Acceptance of our sexual selves and feelings
We are sexual beings; there is no escaping it. Infant boys get
erections. Little boys and girls like to rub themselves "down there."
One of the great mysteries for most of us as a small child is, "How are
babies made?" Another is "What do girls/boys look like?" There are
good books to read to little folks and books for maturing teenagers
(Madaras, 1988a, 1988b).
If you ask a college class to anonymously write down a secret,
something they are ashamed of, the response is frequently about sex.
Things like, "I had an abortion," "I masturbate," "I went out with a
married man/woman," "I had sex with someone I didn't love," "I had
oral sex with my boyfriend," "I'm attracted to my own sex," "I've had
sex with a black," "I'm attracted to large penises/breasts" and so on.

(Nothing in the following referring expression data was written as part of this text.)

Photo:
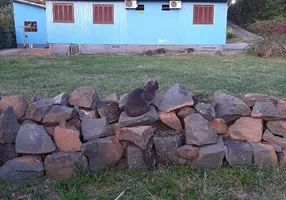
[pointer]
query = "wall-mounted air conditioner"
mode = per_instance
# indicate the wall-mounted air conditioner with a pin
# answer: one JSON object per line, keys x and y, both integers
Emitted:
{"x": 130, "y": 4}
{"x": 175, "y": 4}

For a culture that thinks of itself as sexually liberal, we have a lot of
hang-ups, a lot of guilt.
On the other hand, since 1960 there has been an explosion of
sexual activity, some of it foolishly impulsive and inconsiderate of
one's partner. Many teenagers get pregnant (see later discussion). In
fact, some studies find that 60% to 90% do not use a contraceptive
during intercourse the first time. Other reports say 2/3's of teens use
contraceptives the first time but only 17% use condoms all the time.
Many college women forget to take their pill 3 or 4 times a month. In
any case, more than one-third of all sexually active teenaged women
become pregnant before they are nineteen (Maier, 1984). In the late
1980's, college students were becoming more sexually active but using
contraceptives less. This helps explain the large number of abortions in
this country. It seems as though guilt and personal shame about sex
doesn't prevent intercourse but does prevent the advanced planning
necessary for the prevention of pregnancy. Also, our general emotional
discomfort with sex may reduce the use of condoms and increase AIDS
and other sexually transmitted diseases.
The sex taboo is the notion that sex and love are so important that we must pretend that
they are unimportant and so emotionally loaded that they are dangerous to think about.
-James Weinrich (1987)
Teaching that sex is taboo
In our society, sex is taboo from birth to the mid-teens--don't play
with yourself, don't use "dirty" (sexual) words, don't read "filthy"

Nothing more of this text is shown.